A federal jury has awarded $100 million to a panhandler who cracked his neck in Atlanta in 2018 after a police officer stunned him with a stun gun while leading a foot pursuit.

According to Jerry Blasingame’s lawyer, Ven Johnson, the 69-year-old is paraplegic as a result of the accident and requires 24-hour care that costs $1 million a year.

He has already racked up $14 million in medical expenditures.

The jury concluded that Officer Jon Grubbs used excessive force on Blasingame, who was 65 years old at the time and had been requesting money from motorists on July 10, 2018.

According to WXIA-TV and the Atlanta Journal-Constitution, the jury determined that the Atlanta Police Department should pay $60 million and Grubbs should pay $40 million.

A application for a directed verdict has been submitted by the city. A judge’s decision on such motion might change the jury’s decision.

Online court records show that Judge Steve Jones has not yet made a decision about that request. Before the jury started deliberating, Jones said that they may fairly conclude that Grubbs used excessive force and that they could take the city’s case into account.

According to Jones’ Friday letter, the evidence “would allow the jury to find that Mr. Blasingame had not yet committed a serious crime, that Officer Grubbs had no reason to fear for his safety, and that the exigent circumstances were not otherwise so severe as to justify Officer Grubbs’ use of force.”

The city of Atlanta and the officer, Jon Grubbs, were sued by Blasingame’s conservator, Keith Edwards, for the cost of his past and future medical expenses.

According to Johnson and civil rights lawyer Craig Jones, Grubbs’ use of a stun gun on an elderly man who was fleeing was against department protocol, as reported in the newspaper.

According to Edwards’ complaint, when Grubbs and another officer arrived, they saw Blasingame chatting with a driver while he was on the street and begging for money.

Blasingame went out of the roadway to a guard rail when Grubbs ordered him to stop, according to the complaint, and Grubbs chased after him.

Grubbs exits the vehicle and begins after my client, a 65-year-old man, for what reason? for maybe soliciting donations from others? Johnson remarked.

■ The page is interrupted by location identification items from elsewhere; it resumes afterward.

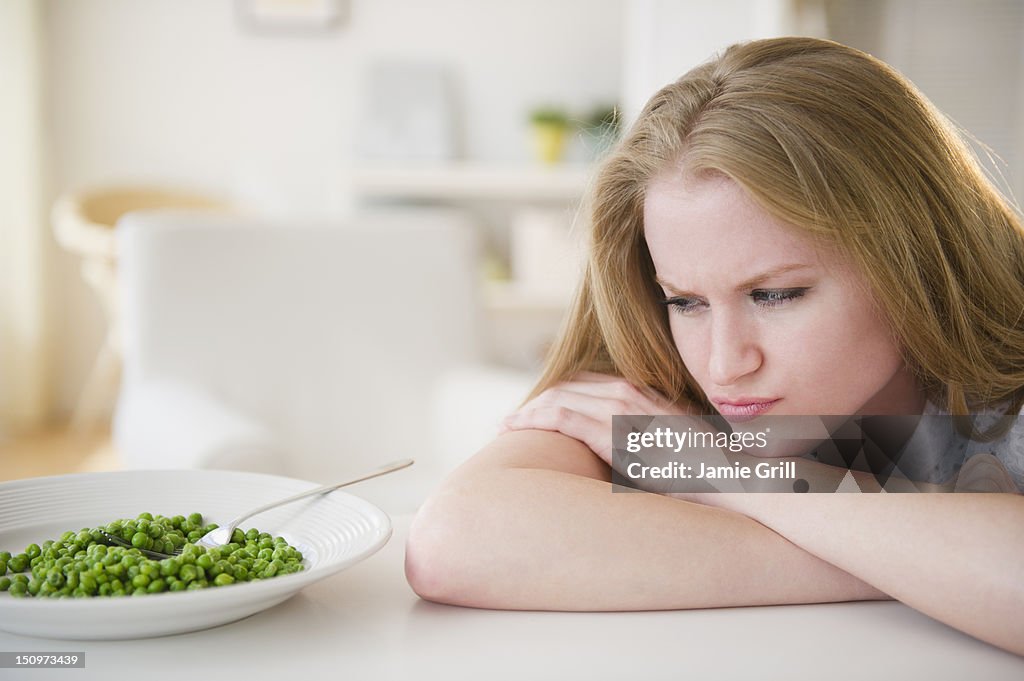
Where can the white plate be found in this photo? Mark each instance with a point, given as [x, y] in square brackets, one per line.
[333, 533]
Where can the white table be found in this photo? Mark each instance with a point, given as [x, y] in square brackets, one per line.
[366, 623]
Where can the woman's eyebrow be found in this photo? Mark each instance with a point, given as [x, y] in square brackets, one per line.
[752, 283]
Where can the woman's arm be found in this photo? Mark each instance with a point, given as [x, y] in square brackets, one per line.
[530, 522]
[955, 557]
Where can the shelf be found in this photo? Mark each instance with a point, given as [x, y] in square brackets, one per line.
[513, 297]
[472, 180]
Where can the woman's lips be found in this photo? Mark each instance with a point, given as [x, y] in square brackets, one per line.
[742, 410]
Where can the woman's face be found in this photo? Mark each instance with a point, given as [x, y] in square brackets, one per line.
[766, 322]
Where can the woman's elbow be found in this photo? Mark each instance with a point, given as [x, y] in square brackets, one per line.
[435, 563]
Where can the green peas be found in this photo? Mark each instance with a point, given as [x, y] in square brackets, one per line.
[18, 563]
[140, 540]
[187, 572]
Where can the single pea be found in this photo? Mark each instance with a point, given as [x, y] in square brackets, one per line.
[187, 572]
[88, 583]
[140, 540]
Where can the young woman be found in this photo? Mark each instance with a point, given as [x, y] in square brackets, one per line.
[791, 228]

Grubbs was permitted to return to full duty six months after the event and before the inquiry was finished, according to Johnson, who said the city did not perform a comprehensive enough probe into his behaviour.

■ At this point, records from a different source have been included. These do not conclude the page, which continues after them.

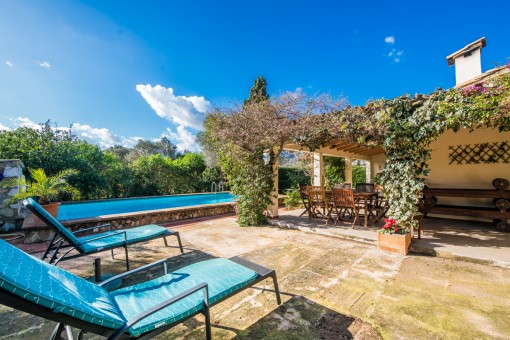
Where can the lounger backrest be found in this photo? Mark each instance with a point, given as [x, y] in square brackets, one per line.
[34, 207]
[49, 286]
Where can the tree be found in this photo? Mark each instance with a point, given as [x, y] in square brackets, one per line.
[258, 92]
[249, 138]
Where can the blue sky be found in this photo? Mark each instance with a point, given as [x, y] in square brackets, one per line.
[122, 70]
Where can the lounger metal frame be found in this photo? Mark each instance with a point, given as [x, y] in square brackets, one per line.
[60, 242]
[65, 322]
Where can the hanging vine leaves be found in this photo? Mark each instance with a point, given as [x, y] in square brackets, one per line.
[404, 126]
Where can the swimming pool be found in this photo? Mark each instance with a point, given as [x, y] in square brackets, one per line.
[78, 210]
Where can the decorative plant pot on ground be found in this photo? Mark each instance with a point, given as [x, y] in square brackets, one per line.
[393, 238]
[394, 243]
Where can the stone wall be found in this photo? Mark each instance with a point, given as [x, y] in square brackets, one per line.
[11, 215]
[39, 233]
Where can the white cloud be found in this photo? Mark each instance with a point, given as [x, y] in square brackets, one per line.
[45, 64]
[24, 121]
[181, 110]
[389, 40]
[183, 139]
[100, 136]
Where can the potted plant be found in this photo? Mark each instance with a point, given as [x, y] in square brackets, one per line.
[44, 189]
[394, 238]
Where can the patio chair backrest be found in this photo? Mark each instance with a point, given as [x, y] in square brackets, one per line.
[343, 185]
[343, 198]
[365, 187]
[49, 286]
[51, 221]
[302, 191]
[316, 194]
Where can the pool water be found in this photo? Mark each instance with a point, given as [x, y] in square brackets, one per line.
[71, 211]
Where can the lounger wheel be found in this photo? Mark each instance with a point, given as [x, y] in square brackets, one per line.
[64, 332]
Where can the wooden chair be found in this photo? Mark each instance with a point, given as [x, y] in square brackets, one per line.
[343, 199]
[317, 198]
[304, 198]
[378, 208]
[343, 185]
[365, 187]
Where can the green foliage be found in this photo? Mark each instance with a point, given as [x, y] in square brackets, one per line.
[359, 175]
[334, 170]
[293, 199]
[43, 188]
[258, 92]
[148, 169]
[251, 181]
[404, 126]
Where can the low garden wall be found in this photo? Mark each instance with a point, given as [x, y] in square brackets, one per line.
[36, 232]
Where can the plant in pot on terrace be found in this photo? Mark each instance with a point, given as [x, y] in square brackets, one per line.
[293, 199]
[393, 237]
[44, 189]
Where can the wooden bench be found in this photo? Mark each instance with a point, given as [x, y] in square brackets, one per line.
[499, 213]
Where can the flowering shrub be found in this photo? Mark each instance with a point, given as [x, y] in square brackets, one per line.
[391, 227]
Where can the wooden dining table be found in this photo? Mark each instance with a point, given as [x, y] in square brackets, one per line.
[366, 196]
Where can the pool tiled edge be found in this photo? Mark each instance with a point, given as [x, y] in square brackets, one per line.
[40, 233]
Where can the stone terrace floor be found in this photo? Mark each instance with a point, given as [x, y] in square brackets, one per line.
[333, 287]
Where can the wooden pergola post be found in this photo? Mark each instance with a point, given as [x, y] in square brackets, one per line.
[318, 168]
[348, 170]
[273, 208]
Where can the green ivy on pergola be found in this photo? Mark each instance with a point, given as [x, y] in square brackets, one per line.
[403, 126]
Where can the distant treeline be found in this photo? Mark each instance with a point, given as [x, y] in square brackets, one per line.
[149, 168]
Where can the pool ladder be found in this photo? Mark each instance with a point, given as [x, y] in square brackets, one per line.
[217, 188]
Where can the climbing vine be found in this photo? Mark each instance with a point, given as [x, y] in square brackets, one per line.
[404, 126]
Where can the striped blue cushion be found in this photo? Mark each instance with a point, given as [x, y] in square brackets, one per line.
[54, 288]
[222, 275]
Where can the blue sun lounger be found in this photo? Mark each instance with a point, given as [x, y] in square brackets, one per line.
[139, 311]
[66, 241]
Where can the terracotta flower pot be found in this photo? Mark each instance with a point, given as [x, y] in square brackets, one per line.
[51, 208]
[394, 243]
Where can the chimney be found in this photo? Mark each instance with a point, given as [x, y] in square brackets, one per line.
[467, 61]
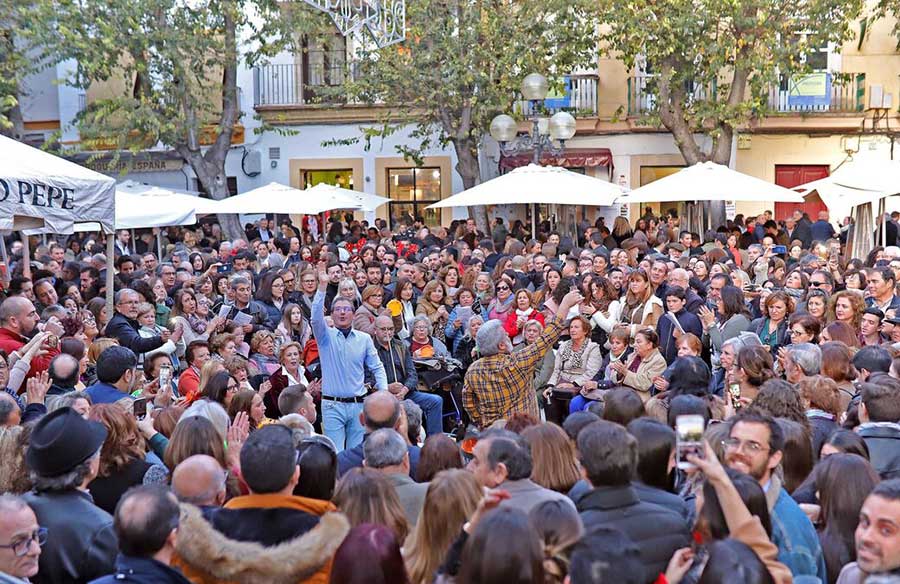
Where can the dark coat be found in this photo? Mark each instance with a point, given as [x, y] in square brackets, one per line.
[648, 494]
[782, 337]
[884, 448]
[259, 317]
[142, 571]
[665, 328]
[353, 457]
[821, 427]
[125, 330]
[655, 530]
[81, 543]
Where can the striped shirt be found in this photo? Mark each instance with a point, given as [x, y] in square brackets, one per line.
[503, 384]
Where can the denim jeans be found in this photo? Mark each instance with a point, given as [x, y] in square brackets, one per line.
[578, 404]
[432, 406]
[340, 421]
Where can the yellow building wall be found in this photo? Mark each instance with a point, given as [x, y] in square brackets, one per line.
[767, 151]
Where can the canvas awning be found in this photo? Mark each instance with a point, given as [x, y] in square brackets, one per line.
[40, 190]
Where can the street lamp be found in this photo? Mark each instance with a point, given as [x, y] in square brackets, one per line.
[549, 135]
[546, 134]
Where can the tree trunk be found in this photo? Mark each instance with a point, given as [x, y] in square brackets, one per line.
[17, 124]
[470, 171]
[211, 175]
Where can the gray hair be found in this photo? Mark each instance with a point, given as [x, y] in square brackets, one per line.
[491, 336]
[67, 481]
[66, 400]
[421, 318]
[10, 503]
[510, 449]
[744, 339]
[7, 406]
[238, 281]
[122, 293]
[413, 417]
[210, 410]
[807, 357]
[384, 447]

In his closing statement to the jury, he said, “This is how an officer gets away with using excessive force.” You bury it,

According to the publication, the attorneys for the City of Atlanta, who also defended Grubbs, were unable to comment on the ruling and Atlanta Mayor Andre Dickens’ office refused to comment.

According to the Georgia Peace Officer Standards and Training Council’s records, Grubbs began his career with the Atlanta Police Department as a cadet in December 2013. He joined the force after achieving full officer status a year later.

He is recognised as an officer in good standing by the state police certification organisation and has no punishments in his POST records.